Yesterday I visited them all except the cliffs and the stay at the settling pools was short. I started out at the lagoons.
Most of the eagles have recently left there. However there was one greater spotted eagle right in front of me when I arrived at the inland end of the lagoons.
greater spotted eagle
airborne greater spotted eagle
second greater spotted eagle
The waders were very varied. In the picture below there are three birds and three species: wood sandpiper, common snipe and ringed plover.
three types of wader
two common snipe
four types of wader
Eastern Imperial Eagle
Right next to the car while looking at the eagle, a lone common ringed plover walked along the shore.
common ringed plover
The seaward end of the lagoons was where most of the greater flamingo were found. Three white stork seemingly in poor condition remain here while the others have presumably migrated.
I only counted two ruddy shelduck this time. Perhaps one more of these has migrated too.
However the biggest feature of this end were the gulls and terns.

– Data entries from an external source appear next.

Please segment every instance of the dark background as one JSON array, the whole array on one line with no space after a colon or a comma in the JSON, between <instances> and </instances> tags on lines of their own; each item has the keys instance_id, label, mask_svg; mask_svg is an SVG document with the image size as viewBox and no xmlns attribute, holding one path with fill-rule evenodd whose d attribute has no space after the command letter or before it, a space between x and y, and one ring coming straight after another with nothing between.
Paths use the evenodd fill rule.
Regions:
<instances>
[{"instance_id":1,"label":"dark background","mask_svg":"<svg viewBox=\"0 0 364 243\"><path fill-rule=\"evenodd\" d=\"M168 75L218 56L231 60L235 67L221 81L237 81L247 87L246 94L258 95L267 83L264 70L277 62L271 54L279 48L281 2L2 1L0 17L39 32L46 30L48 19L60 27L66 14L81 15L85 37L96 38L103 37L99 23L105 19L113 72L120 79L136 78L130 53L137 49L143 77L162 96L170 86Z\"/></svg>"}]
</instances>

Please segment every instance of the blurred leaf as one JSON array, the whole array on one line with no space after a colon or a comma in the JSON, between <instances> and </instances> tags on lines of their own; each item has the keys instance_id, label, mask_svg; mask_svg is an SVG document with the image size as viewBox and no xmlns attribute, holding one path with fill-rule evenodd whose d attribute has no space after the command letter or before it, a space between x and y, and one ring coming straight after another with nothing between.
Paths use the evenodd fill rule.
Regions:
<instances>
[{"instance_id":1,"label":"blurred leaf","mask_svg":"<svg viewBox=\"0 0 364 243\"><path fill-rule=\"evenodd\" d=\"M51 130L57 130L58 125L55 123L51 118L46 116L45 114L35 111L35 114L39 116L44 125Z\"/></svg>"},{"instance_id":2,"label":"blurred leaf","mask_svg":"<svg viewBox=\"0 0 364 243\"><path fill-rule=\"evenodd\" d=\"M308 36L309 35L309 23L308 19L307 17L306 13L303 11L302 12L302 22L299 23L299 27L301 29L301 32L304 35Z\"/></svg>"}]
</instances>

Much gulls are still either Sooty gull, Heuglin's gull and Slender-billed gull.
gull billed tern
The marsh terns were at that intermediate stage when their winter head pattern has filled in (and so is no longer distinctive) but their distinctive summer underpart patterns are not present. Unless the bird flies, I have to rely more on structural features and especially the bill. The one above is a little longer and thinner than a typical whiskered tern. However, the bill base is still broad so I support whiskered tern especially after consulting a couple of other competent birders.
Caspian tern (behind)
a second whiskered tern
The marsh tern above is a whiskered tern. The bill is relatively short and the base of the bill is broad. It seems more typical of its type that the previous one looked at in this blog.
After the lagoons, I moved on to Raysut beach. This rocky beach is an unusual habitat in Dhofar and often has birds which are hard to find anywhere else in the region. One example is oystercatcher.
Both whimbrel and grey plover are common sights except in summer there.
The rocky habitat encourages striated heron and they can usually be seen here. I often reflect on how strange it is that this species likes mangroves and rocks which don't seem very compatible.
After Raysut beach I walked straight into the near-by marina. The shore here is good for sooty gull all year round. A few Heuglin's gull and slender-billed gull are still present though the proportion of poor condition birds of the former species is quite high.
An adult steppe gull looked in reasonable condition though.
There wasn't time before sunset for a full inspection of the settling pools. I chose instead to concentrate on the area to the east just outside the main complex (and beyond the perimeter fence) where water overflows.
Aaprt of nearly one hundred Ruppell's weaver and a clamorous reed warbler, I relocated the three white-breasted waterhen from a week before.
white-breasted waterhen 1
Once again, only one of the birds regularly exposed itself. The other two were very secretive.
It will be interesting to see how long they stay. The one bird definitively has a red base to the upper mandible found in breeding birds and this species is not known to breed in Oman.
white-breasted waterhen 2
This weekend I am in the desert both days. I am hoping to add to my Oman list with some rare passage birds which can be expected around now. It will be tough. Let's see.